Mortgage rates have plunged to all-time lows amid concerns the economy is stalling again, Freddie Mac said in its weekly survey.
Lenders were offering the 30-year fixed-rate home loan at an average rate of 4.12% this week, down from 4.22% last week, Freddie Mac said Thursday. The 15-year fixed loan was at 3.33%, down from 3.39%.
Both of the rates set records in the survey by the giant mortgage finance company. Borrowers would have paid an average of 0.7% of the loan amount in upfront lender fees and points on the 30-year loan and 0.6% on the 15-year loan, Freddie said.
Adjustable-rate loans set records or tied previous lows as well, the survey found.

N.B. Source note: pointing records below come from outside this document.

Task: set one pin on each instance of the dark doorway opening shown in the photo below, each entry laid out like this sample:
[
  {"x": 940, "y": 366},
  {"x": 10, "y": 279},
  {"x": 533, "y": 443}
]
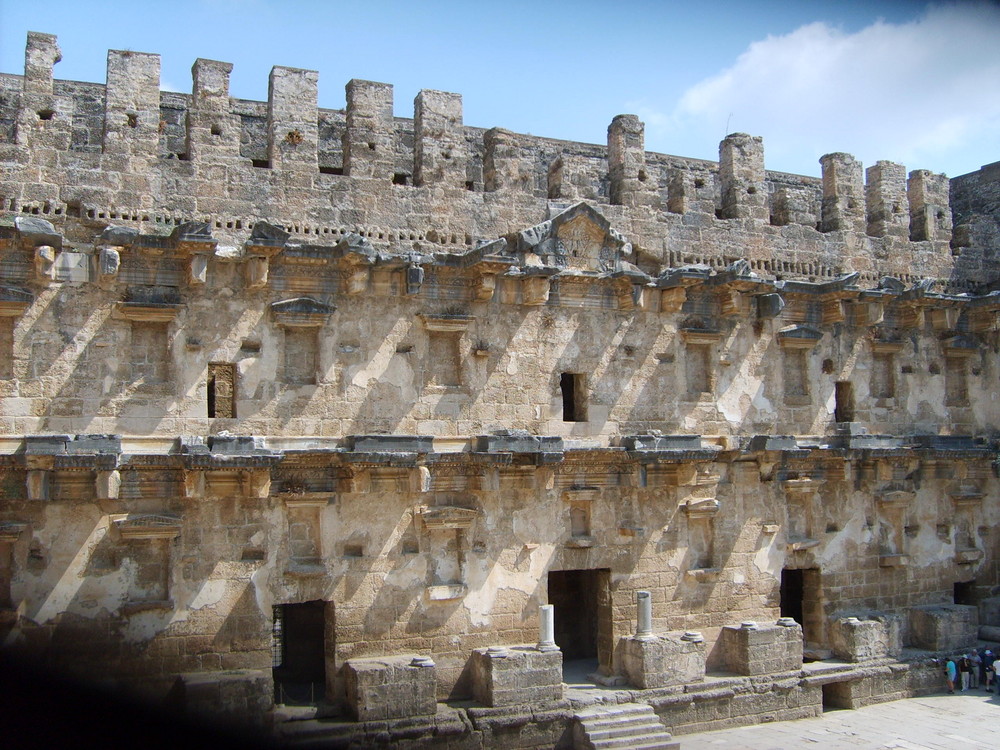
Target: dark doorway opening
[
  {"x": 791, "y": 594},
  {"x": 802, "y": 600},
  {"x": 574, "y": 393},
  {"x": 965, "y": 592},
  {"x": 836, "y": 695},
  {"x": 844, "y": 408},
  {"x": 298, "y": 653},
  {"x": 582, "y": 601}
]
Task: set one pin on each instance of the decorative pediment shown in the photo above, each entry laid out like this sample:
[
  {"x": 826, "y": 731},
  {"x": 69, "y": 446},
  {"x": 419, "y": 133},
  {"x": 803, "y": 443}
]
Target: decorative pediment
[
  {"x": 447, "y": 517},
  {"x": 301, "y": 312},
  {"x": 580, "y": 237},
  {"x": 799, "y": 337},
  {"x": 701, "y": 508},
  {"x": 13, "y": 302},
  {"x": 960, "y": 346},
  {"x": 11, "y": 530}
]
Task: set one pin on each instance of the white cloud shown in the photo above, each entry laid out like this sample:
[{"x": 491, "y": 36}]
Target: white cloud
[{"x": 925, "y": 93}]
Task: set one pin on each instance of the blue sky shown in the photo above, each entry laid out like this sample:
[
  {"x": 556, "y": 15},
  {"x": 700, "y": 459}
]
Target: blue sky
[{"x": 910, "y": 82}]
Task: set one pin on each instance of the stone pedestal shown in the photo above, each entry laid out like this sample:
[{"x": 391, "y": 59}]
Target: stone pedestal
[
  {"x": 662, "y": 660},
  {"x": 943, "y": 627},
  {"x": 756, "y": 649},
  {"x": 239, "y": 695},
  {"x": 868, "y": 637},
  {"x": 516, "y": 675},
  {"x": 390, "y": 687}
]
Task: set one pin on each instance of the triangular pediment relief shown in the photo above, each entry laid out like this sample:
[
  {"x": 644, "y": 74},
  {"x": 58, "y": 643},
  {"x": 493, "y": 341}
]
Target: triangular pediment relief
[{"x": 578, "y": 238}]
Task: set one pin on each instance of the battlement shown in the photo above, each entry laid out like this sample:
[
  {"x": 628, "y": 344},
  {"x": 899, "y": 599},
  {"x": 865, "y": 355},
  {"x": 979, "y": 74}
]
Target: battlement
[{"x": 127, "y": 152}]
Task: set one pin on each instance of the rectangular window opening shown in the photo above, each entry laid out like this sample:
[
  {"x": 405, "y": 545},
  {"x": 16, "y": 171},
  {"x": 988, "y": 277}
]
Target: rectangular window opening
[
  {"x": 844, "y": 408},
  {"x": 300, "y": 356},
  {"x": 221, "y": 391},
  {"x": 574, "y": 393}
]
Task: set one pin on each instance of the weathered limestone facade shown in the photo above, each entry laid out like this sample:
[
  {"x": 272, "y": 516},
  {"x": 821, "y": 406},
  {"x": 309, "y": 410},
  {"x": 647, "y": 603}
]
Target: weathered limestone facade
[{"x": 292, "y": 396}]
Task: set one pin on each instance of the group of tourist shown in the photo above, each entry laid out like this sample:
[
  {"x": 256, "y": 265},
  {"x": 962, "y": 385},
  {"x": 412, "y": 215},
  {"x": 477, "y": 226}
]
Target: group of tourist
[{"x": 972, "y": 670}]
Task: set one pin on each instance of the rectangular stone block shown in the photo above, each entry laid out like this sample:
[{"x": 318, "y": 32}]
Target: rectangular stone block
[
  {"x": 865, "y": 638},
  {"x": 243, "y": 696},
  {"x": 670, "y": 659},
  {"x": 390, "y": 687},
  {"x": 508, "y": 676},
  {"x": 753, "y": 649},
  {"x": 943, "y": 627}
]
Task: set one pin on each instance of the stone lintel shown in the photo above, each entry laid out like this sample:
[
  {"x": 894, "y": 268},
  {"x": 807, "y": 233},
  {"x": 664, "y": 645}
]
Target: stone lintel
[
  {"x": 147, "y": 312},
  {"x": 147, "y": 526}
]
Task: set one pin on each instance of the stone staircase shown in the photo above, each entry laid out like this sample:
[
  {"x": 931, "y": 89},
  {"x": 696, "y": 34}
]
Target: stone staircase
[{"x": 630, "y": 726}]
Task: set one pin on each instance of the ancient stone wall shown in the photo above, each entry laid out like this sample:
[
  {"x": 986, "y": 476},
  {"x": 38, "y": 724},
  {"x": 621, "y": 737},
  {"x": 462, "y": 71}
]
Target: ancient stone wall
[{"x": 422, "y": 379}]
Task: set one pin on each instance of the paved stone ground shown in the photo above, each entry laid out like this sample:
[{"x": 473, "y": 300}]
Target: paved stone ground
[{"x": 966, "y": 721}]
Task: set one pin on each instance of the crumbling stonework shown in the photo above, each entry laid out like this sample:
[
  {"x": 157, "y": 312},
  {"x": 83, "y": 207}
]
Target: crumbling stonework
[{"x": 286, "y": 393}]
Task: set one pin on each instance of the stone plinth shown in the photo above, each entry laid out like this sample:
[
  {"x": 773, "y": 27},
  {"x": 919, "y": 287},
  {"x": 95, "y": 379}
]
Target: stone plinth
[
  {"x": 516, "y": 675},
  {"x": 858, "y": 639},
  {"x": 390, "y": 687},
  {"x": 943, "y": 627},
  {"x": 753, "y": 649},
  {"x": 239, "y": 695},
  {"x": 663, "y": 660}
]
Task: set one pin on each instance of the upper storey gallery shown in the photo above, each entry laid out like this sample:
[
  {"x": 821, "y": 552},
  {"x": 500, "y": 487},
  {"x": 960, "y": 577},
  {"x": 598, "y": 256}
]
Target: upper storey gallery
[{"x": 85, "y": 155}]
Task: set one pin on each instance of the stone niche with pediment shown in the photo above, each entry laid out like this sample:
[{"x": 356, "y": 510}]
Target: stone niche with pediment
[{"x": 579, "y": 238}]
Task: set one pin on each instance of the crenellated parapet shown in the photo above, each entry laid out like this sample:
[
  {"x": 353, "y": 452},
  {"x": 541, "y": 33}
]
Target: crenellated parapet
[{"x": 158, "y": 159}]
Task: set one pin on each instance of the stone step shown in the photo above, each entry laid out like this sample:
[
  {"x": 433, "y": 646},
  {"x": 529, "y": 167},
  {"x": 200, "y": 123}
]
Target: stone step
[
  {"x": 632, "y": 729},
  {"x": 626, "y": 726}
]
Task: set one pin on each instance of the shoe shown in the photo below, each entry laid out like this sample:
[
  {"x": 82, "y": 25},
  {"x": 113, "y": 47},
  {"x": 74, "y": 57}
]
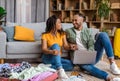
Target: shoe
[
  {"x": 114, "y": 68},
  {"x": 116, "y": 79},
  {"x": 62, "y": 74}
]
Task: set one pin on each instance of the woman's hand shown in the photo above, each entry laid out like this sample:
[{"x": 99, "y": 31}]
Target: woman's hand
[
  {"x": 73, "y": 47},
  {"x": 55, "y": 52}
]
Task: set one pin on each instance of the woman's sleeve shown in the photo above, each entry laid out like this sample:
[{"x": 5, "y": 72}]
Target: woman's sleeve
[{"x": 43, "y": 37}]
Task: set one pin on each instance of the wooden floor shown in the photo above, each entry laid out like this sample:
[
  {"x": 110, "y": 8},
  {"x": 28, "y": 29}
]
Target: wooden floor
[{"x": 116, "y": 60}]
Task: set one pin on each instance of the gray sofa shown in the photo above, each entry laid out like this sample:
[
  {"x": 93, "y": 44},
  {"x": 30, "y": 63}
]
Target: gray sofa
[{"x": 20, "y": 49}]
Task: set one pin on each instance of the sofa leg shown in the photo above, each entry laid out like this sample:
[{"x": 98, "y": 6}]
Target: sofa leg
[{"x": 1, "y": 61}]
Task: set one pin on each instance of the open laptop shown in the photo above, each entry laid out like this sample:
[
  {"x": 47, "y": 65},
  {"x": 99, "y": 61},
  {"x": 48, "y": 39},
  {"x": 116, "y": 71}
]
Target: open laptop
[{"x": 83, "y": 57}]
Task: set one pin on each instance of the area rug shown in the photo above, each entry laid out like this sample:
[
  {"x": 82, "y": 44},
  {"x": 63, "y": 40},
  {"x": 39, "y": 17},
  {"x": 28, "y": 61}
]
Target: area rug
[{"x": 102, "y": 65}]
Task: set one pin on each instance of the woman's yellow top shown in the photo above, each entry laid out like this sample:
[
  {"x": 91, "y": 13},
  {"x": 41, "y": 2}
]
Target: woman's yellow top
[{"x": 58, "y": 39}]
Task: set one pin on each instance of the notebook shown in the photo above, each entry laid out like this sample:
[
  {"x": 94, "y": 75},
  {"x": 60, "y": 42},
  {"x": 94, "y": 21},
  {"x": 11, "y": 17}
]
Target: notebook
[{"x": 83, "y": 57}]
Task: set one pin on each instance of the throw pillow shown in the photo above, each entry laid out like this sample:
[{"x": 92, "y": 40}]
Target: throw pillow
[
  {"x": 23, "y": 33},
  {"x": 9, "y": 32}
]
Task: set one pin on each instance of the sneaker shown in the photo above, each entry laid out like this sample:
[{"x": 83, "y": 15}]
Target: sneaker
[
  {"x": 116, "y": 79},
  {"x": 114, "y": 68},
  {"x": 62, "y": 74}
]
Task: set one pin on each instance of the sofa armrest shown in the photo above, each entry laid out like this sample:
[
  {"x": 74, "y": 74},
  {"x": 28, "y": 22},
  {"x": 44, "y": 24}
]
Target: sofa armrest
[{"x": 2, "y": 44}]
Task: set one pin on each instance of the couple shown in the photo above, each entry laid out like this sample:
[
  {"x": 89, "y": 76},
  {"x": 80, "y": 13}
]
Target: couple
[{"x": 54, "y": 38}]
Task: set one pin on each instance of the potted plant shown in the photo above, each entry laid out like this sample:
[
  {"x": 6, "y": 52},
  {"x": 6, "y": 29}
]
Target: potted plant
[
  {"x": 2, "y": 14},
  {"x": 103, "y": 10}
]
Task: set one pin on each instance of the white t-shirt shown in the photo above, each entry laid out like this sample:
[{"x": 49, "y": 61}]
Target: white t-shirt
[{"x": 78, "y": 40}]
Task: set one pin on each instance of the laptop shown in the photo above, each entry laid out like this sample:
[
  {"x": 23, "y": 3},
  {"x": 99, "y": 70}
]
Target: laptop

“On net, the economy added no new jobs last month and was the weakest reading since September 2010,” Freddie Mac chief economist Frank Nothaft said in a news release.
“Meanwhile, the unemployment rate remained at 9.1%, marking its 31st consecutive month of being above 8%, the longest such stretch in 70 years.”

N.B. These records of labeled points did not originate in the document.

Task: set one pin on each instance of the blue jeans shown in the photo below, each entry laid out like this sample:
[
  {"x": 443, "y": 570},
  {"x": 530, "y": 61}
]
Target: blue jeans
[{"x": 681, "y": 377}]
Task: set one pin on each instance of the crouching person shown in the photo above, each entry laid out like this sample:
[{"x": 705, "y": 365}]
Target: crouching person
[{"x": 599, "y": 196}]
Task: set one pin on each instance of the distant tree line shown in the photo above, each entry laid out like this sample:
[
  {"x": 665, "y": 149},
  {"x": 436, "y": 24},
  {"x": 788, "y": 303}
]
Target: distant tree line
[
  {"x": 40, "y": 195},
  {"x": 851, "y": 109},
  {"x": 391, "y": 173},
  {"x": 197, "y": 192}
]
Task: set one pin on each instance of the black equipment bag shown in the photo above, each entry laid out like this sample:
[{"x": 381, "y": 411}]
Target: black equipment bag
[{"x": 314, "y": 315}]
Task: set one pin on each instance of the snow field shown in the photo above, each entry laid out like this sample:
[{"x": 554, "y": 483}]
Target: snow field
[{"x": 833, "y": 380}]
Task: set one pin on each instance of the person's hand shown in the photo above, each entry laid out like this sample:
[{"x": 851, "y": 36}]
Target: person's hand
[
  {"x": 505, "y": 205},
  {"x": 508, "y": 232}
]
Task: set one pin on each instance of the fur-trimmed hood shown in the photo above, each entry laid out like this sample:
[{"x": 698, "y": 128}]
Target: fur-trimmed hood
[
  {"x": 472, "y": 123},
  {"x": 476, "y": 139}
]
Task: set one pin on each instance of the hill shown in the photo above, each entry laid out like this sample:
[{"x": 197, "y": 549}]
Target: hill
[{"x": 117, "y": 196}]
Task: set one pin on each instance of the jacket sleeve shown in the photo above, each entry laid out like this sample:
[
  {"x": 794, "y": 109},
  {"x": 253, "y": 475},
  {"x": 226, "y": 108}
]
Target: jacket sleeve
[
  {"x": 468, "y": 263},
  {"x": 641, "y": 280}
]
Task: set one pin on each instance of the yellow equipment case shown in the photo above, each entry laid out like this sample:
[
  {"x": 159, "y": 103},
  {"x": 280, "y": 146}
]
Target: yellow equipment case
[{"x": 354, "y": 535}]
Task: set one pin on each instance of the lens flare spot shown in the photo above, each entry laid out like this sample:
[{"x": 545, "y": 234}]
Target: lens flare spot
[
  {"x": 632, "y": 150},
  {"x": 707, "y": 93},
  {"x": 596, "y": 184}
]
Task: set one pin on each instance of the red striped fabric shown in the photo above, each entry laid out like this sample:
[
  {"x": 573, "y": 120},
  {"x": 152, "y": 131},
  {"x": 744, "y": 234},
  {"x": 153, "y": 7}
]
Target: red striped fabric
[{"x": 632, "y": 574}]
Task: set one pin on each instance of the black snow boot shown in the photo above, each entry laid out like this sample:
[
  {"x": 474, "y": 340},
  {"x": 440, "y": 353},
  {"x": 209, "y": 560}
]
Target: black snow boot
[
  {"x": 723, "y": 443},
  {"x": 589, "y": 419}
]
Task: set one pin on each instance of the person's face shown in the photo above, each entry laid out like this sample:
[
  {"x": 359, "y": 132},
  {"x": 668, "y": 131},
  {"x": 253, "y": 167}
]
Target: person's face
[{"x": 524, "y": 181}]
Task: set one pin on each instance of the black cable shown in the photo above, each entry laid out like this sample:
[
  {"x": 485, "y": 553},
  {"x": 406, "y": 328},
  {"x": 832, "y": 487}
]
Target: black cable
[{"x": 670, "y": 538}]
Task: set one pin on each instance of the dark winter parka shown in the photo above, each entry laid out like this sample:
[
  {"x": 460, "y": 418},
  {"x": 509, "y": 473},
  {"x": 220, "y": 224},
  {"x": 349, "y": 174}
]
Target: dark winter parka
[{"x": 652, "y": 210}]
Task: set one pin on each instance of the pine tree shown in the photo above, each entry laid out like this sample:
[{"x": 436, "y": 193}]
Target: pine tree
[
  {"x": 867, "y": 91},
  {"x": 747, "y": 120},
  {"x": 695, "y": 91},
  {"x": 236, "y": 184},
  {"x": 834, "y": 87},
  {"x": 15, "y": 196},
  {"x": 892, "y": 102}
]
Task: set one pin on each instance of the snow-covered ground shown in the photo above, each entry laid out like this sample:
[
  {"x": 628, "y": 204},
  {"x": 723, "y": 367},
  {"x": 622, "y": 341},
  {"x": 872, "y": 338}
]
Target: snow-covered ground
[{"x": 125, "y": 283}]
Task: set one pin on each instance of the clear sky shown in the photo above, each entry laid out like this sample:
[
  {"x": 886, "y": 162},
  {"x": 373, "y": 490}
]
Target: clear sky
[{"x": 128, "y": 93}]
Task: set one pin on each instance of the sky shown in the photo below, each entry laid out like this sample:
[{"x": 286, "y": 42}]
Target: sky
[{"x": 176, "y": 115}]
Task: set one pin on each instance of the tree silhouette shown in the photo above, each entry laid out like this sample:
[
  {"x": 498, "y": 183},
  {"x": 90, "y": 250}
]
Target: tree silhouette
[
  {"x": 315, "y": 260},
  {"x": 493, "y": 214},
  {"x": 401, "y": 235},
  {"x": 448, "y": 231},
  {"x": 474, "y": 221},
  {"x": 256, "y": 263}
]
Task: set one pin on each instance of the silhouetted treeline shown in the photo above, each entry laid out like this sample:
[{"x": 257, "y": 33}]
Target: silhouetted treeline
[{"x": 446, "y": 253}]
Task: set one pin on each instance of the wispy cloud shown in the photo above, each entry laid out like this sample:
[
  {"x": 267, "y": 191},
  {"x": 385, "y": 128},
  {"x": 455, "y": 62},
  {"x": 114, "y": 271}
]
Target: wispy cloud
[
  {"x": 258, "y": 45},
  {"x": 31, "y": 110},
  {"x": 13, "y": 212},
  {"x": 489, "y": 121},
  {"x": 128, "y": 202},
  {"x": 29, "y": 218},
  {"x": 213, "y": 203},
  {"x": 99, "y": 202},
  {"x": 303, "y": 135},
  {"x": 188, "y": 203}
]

The rate on the 30-year fixed loan had bumped above 5% last February before slowly grinding lower.
It has now been below 4.5% for six straight weeks, setting a previous low record of 4.15% in the Aug. 18 survey. (Freddie Mac began tracking the 30-year loan in 1971.)
The survey asks lenders for popular combinations of rates and fees that they are offering to borrowers with good credit and 20% down payments or 20% home equity in refinancings. Well-qualified borrowers who shop around often obtain slightly better deals.

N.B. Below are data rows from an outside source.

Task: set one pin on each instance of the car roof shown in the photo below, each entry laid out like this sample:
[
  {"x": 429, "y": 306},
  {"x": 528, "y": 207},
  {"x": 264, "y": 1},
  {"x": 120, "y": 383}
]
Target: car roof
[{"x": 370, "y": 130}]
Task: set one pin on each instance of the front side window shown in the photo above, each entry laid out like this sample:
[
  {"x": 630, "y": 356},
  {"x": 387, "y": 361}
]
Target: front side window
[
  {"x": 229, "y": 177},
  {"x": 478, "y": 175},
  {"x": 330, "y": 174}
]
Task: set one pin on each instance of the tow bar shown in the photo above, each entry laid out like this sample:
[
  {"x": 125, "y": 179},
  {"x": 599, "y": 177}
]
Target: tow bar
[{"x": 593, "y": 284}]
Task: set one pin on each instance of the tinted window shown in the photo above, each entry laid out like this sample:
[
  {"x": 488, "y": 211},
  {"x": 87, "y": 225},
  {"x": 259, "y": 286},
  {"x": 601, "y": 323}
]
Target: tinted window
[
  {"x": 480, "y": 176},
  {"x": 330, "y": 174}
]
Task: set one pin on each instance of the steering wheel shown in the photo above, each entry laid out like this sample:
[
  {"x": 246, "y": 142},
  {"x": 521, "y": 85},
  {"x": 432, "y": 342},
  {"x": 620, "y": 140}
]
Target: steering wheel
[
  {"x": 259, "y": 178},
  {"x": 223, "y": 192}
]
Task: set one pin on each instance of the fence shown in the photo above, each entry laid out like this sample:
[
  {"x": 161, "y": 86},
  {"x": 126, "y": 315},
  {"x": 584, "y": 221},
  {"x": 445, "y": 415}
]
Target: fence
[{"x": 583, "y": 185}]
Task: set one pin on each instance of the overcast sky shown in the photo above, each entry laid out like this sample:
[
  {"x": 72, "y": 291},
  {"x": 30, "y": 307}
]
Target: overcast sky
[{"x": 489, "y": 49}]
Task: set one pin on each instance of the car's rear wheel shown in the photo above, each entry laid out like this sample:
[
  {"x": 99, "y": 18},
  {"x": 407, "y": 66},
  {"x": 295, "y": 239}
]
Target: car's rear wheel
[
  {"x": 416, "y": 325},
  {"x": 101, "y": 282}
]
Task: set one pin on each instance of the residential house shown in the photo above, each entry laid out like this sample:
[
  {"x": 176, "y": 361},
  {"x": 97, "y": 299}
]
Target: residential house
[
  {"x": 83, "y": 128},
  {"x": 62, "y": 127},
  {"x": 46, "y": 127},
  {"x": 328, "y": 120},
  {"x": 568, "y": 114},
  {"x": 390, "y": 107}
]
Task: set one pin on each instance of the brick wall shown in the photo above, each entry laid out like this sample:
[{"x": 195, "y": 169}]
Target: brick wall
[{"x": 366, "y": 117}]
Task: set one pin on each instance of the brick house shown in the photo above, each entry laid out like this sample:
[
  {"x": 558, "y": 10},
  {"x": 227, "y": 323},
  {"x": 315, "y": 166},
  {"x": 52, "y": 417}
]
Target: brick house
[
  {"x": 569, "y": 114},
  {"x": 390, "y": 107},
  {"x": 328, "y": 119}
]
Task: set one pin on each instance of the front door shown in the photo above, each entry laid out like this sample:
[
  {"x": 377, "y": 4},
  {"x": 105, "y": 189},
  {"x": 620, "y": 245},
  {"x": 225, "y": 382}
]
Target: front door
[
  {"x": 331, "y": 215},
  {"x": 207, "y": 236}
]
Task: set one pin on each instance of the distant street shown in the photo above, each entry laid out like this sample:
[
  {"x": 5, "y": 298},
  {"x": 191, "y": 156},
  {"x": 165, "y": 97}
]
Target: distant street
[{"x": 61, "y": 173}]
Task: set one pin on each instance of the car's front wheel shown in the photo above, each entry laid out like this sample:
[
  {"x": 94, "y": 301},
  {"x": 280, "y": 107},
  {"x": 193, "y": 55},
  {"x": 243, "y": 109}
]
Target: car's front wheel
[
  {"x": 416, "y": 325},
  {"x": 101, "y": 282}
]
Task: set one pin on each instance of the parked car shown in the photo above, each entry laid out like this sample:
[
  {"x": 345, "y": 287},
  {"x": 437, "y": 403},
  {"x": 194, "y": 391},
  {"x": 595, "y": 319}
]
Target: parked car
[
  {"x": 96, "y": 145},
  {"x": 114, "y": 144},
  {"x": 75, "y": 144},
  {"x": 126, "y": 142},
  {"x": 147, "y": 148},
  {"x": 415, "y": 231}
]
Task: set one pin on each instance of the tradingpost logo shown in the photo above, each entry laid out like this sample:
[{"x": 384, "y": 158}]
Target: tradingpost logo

The low rates still aren’t exactly generating a new boom in home lending, the Mortgage Bankers Assn. says.
The trade group’s latest survey of mortgage applications said they fell by about 5% last week compared with the previous week — the third straight week of declining demand. From the MBA news release Wednesday:
“Heading into the Labor Day weekend, the 30-year rate was at its second lowest level in the history of our survey (the low point was reached last October), and the 15-year rate marked a new low in our survey,” said Mike Fratantoni, MBA’s Vice President of Research and Economics.
“Despite these rates however, refinance application volume … is more than 35% below levels at this time last year. Purchase application volume remains relatively flat at extremely low levels, close to lows last seen in 1996.”